Dear Wayne & Wanda,
You missed an alternative solution. We have a similar issue. My wife is a physician and I work in state government. We got married later in life and we both wanted to keep our financial lives separate. Our solution? She (and the bank) owns the house. However, I pay her rent at the market rate as if I were a roommate. She sees her home as an investment; I see it as a place to live. There is no particular reason why we need to have both our names on the deed or mortgage.
Also, we have very different views about investments and risk. So we do our own investments. Finally, we have a joint account for joint expenses each month and we both put in equal amounts. The result? We never have disagreements about money.
You just have to think differently.
High-earning women who are achieving and ambitious will never be satisfied with a wimp who is already satisfied with his station in life. Their peers or friends will be limiting their social life. Who is the trophy in this relationship? Reminds me of Demi Moore and her boy toys.
Wayne says: Rich, that's great. And Art, that's rich.
Hey, every situation is different. And remember, these two are just starting their life, planning to move in together. Man is poor and insecure about it; woman is not-so-poor and dreaming big; both are seemingly young, so they're a long way from having to talk about mortgages, investments and bank accounts. But, like I said initially, this is the time to have a real talk about how and if the relationship as a whole can work now, which will pave their journey into the future together.

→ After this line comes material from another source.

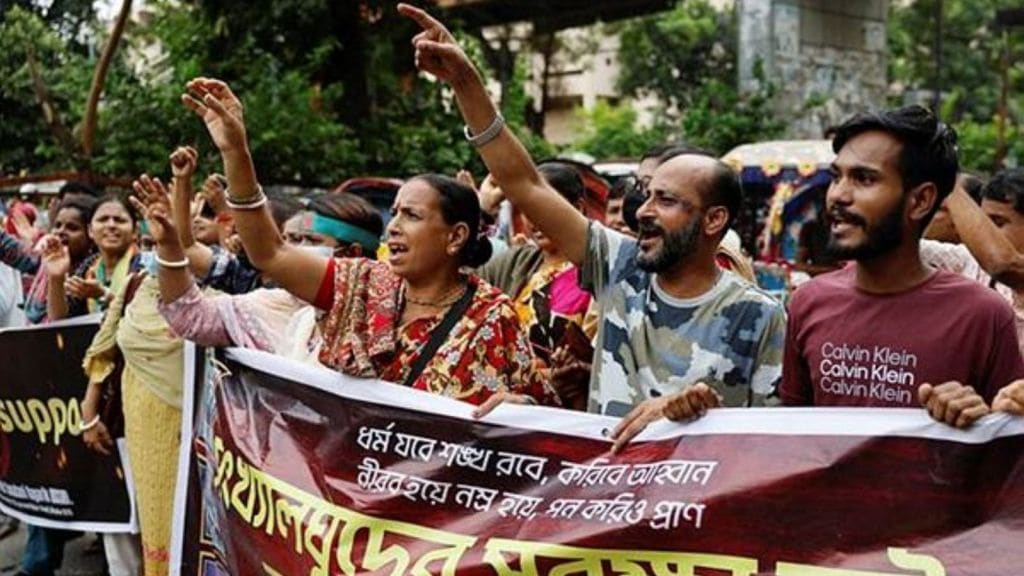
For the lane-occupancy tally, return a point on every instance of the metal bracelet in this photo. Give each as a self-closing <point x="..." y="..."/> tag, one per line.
<point x="488" y="134"/>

And leave Demi out of this -- most of her high-profile boy toys have been just as successful in their Hollywood careers as she has been... though neither Bruce or Ashton could ever pull off "Striptease."
Wanda says: Even couples that bring home about the same income may substantially disagree on what to do with it. Investment choices, vacation destinations and which zip code to reside in can prove incredibly divisive. Rich and his missus recognized that and rather than let it split them up later, they simply divided everything up from the get-go. That wouldn't work for everyone, but for Rich, sounds like a score.
However, most couples confronting a wage gap will encounter obstacles early on, too soon for talk of mortgages, joint savings accounts and long-term fiscal goals. Instead, short-term money-related decisions create potential problems. Maybe he wants Club Paris every week and she's happy with Taco King. Or, in the case of our couple who wrote in, he'll take a Fairview fourplex and she wants a Bootlegger's Cove condo. In the infancy of any coupling, Wayne nailed it: talk about money, communicate about expectations and work together to find middle ground and compromise.
Now, as to Art's comments: Personally, I'd like to believe that a wealthy, successful woman can be happy with a man who has less money and success. After all, financially stable and career-driven men have long paired with females who earn smaller paychecks and have lower profile jobs without issue. Is imbalance of wealth and power only a problem if the woman is on top? Tsk tsk.